New EU legislation restricts the amount of green tea extract containing (-)-epigallocatechin-3-gallate (EGCG) that can be present in food and sets new labeling requirements. EGCG is a catechin, which are flavinols that may lead to liver damage. 

Catechins, of which EGCG is the most common type, are found naturally in the leaves of Camellia sinensis (L.) Kuntze, the plant that is processed into green tea. A 2018 scientific opinion from the European Food Safety Authority (EFSA) concluded that consumption of EGCG exceeding 800 milligrams per day (mg/day) may increase the likelihood of liver damage when taken as a food supplement. EFSA’s determination was based on studies that revealed a statistically significant increase of serum transaminases, which are indicative of liver injury, in subjects given EGCG supplements. 

Despite containing EGCG, it is considered generally safe to consume catechins from traditionally prepared green tea infusions and reconstituted drinks with an equivalent composition. Among the adult population in the EU, the mean daily intake of EGCG from the consumption of green tea infusions ranges from 90–300 mg/day, while those who ingest EGCG supplemented products may consume an estimated 866 mg EGCG/day.
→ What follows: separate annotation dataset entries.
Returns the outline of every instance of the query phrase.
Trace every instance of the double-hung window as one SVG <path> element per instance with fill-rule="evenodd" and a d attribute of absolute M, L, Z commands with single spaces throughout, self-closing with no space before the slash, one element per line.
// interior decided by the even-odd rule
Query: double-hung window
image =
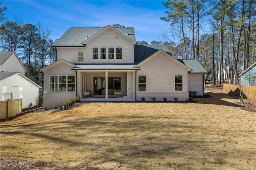
<path fill-rule="evenodd" d="M 106 48 L 100 48 L 100 59 L 106 59 Z"/>
<path fill-rule="evenodd" d="M 146 75 L 139 75 L 138 78 L 139 91 L 146 91 Z"/>
<path fill-rule="evenodd" d="M 108 48 L 108 59 L 114 59 L 114 48 Z"/>
<path fill-rule="evenodd" d="M 116 48 L 116 59 L 122 59 L 122 48 Z"/>
<path fill-rule="evenodd" d="M 175 91 L 182 91 L 182 75 L 175 75 Z"/>
<path fill-rule="evenodd" d="M 84 62 L 84 50 L 77 50 L 77 62 Z"/>
<path fill-rule="evenodd" d="M 75 91 L 74 75 L 51 75 L 50 79 L 51 92 Z"/>
<path fill-rule="evenodd" d="M 122 52 L 121 47 L 93 47 L 92 59 L 122 59 Z M 83 62 L 83 61 L 78 62 Z"/>
<path fill-rule="evenodd" d="M 99 58 L 99 49 L 98 48 L 92 48 L 92 59 Z"/>

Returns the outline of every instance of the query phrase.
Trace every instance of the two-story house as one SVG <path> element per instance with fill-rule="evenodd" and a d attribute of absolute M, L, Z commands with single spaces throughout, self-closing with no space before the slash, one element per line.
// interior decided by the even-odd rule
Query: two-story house
<path fill-rule="evenodd" d="M 70 28 L 53 45 L 56 61 L 44 72 L 44 105 L 76 95 L 82 101 L 185 101 L 203 95 L 205 70 L 196 60 L 178 60 L 165 45 L 136 44 L 134 29 Z M 93 96 L 83 99 L 82 92 Z"/>
<path fill-rule="evenodd" d="M 22 108 L 38 105 L 41 87 L 26 77 L 14 51 L 0 52 L 0 101 L 22 99 Z"/>

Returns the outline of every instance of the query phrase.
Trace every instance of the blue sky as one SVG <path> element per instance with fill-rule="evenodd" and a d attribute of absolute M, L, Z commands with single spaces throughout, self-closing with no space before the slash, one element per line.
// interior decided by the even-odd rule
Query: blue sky
<path fill-rule="evenodd" d="M 169 24 L 163 0 L 7 0 L 7 20 L 22 19 L 23 24 L 40 22 L 52 31 L 50 38 L 59 38 L 70 27 L 103 27 L 119 24 L 134 27 L 136 41 L 162 40 Z"/>

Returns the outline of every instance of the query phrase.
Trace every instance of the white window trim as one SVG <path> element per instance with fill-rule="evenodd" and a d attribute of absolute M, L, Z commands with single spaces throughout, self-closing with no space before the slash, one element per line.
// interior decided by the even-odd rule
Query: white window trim
<path fill-rule="evenodd" d="M 98 48 L 98 59 L 94 59 L 93 58 L 93 48 Z M 101 59 L 100 58 L 100 48 L 106 48 L 106 59 Z M 114 59 L 109 59 L 108 58 L 108 48 L 114 48 Z M 121 59 L 117 59 L 116 58 L 116 48 L 122 48 L 122 58 Z M 124 58 L 124 52 L 123 52 L 123 49 L 122 47 L 121 46 L 109 46 L 109 47 L 92 47 L 92 59 L 93 60 L 122 60 Z"/>
<path fill-rule="evenodd" d="M 83 51 L 83 61 L 78 61 L 78 51 Z M 76 62 L 77 63 L 84 63 L 84 50 L 82 49 L 78 49 L 76 50 Z"/>
<path fill-rule="evenodd" d="M 139 76 L 146 76 L 146 91 L 139 91 Z M 138 77 L 137 77 L 137 82 L 138 82 L 138 83 L 137 83 L 137 92 L 138 93 L 145 93 L 147 92 L 147 88 L 148 88 L 148 86 L 147 85 L 147 81 L 148 79 L 147 78 L 147 75 L 146 74 L 139 74 L 138 75 Z"/>
<path fill-rule="evenodd" d="M 182 85 L 182 90 L 181 91 L 175 91 L 175 84 L 176 84 L 176 83 L 175 82 L 175 76 L 179 76 L 179 75 L 181 75 L 182 76 L 182 83 L 179 83 L 179 84 L 181 84 Z M 174 93 L 180 93 L 180 92 L 183 92 L 183 87 L 184 87 L 184 75 L 183 74 L 175 74 L 174 75 Z"/>
<path fill-rule="evenodd" d="M 58 77 L 59 76 L 74 76 L 75 77 L 75 91 L 68 91 L 68 89 L 66 87 L 66 91 L 59 91 L 59 79 Z M 57 78 L 57 91 L 51 91 L 51 76 L 58 76 Z M 52 74 L 52 75 L 49 75 L 49 93 L 76 93 L 76 75 L 74 74 Z M 68 86 L 68 82 L 66 81 L 66 87 Z M 67 91 L 68 90 L 68 91 Z"/>

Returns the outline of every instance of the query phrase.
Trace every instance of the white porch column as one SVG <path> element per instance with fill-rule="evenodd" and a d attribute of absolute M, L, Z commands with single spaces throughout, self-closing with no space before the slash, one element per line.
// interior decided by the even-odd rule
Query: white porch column
<path fill-rule="evenodd" d="M 106 97 L 105 99 L 108 99 L 108 71 L 105 72 L 105 79 L 106 80 Z"/>
<path fill-rule="evenodd" d="M 136 87 L 136 71 L 134 71 L 133 72 L 133 91 L 132 92 L 132 99 L 135 99 L 135 93 L 136 91 L 135 91 L 135 87 Z"/>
Food supplements containing green tea catechins provide a daily dose of EGCG in the range of 5–1,000 mg/day, according to EFSA.

In its opinion, EFSA could not provide advice on a dietary intake of green tea catechins due to the varied chemical composition of catechins, including EGCG, affected by plant variety, growing conditions, and other factors. Additionally, there are uncertainties on how the composition of extracted catechins and other substances used to prepare green tea extracts is influenced by manufacturing procedures. 

Based on EFSA’s opinion, the European Commission amended Annex III of Regulation (EC) No 1925/2006 to establish new limits for EGCG in foods. The legislation suggests a daily intake level of EGCG from green tea extracts at 800 mg/day, but recommends studies be conducted to determine a dose-response of hepatotoxicity of green tea catechins, and examine inter- and intra-species variability. The compound will be further reviewed within the EU, and the permitted daily dose may be changed within four years.

According to the new rules, a daily serving of green tea extract in foods and supplements must contain less than 800 mg of EGCG, and the label must state that the total daily amount of 800 mg must not be exceeded. Also based on findings from EFSA’s scientific opinion, the amended regulation requires labels on products supplemented with EGCG to provide warnings for children under 18 years of age, pregnant people, or lactating people, and should also caution against consuming the product on an empty stomach or within the same day as other products containing green tea.

The legislation does not apply to infusions of green tea that have been brewed in a traditional way, or prepared drinks with aqueous extracts of green tea containing EGCG that have a comparable composition to traditionally brewed infusions. Additionally, there are different regulations that apply to EGCG as a purified extract of green tea leaves, which is an approved new food. Goods using purified extract containing at least 90 percent EGCG are subject to Regulation (EU) 2017/2470, rather than the present legislation.

The amendment allows for a six-month transition period for producers of products supplemented with EGCG. Dietary supplements or other foods that do not comply with the new requirements, but were legally placed on the market before the change came into force, may remain on the market until June 21, 2023.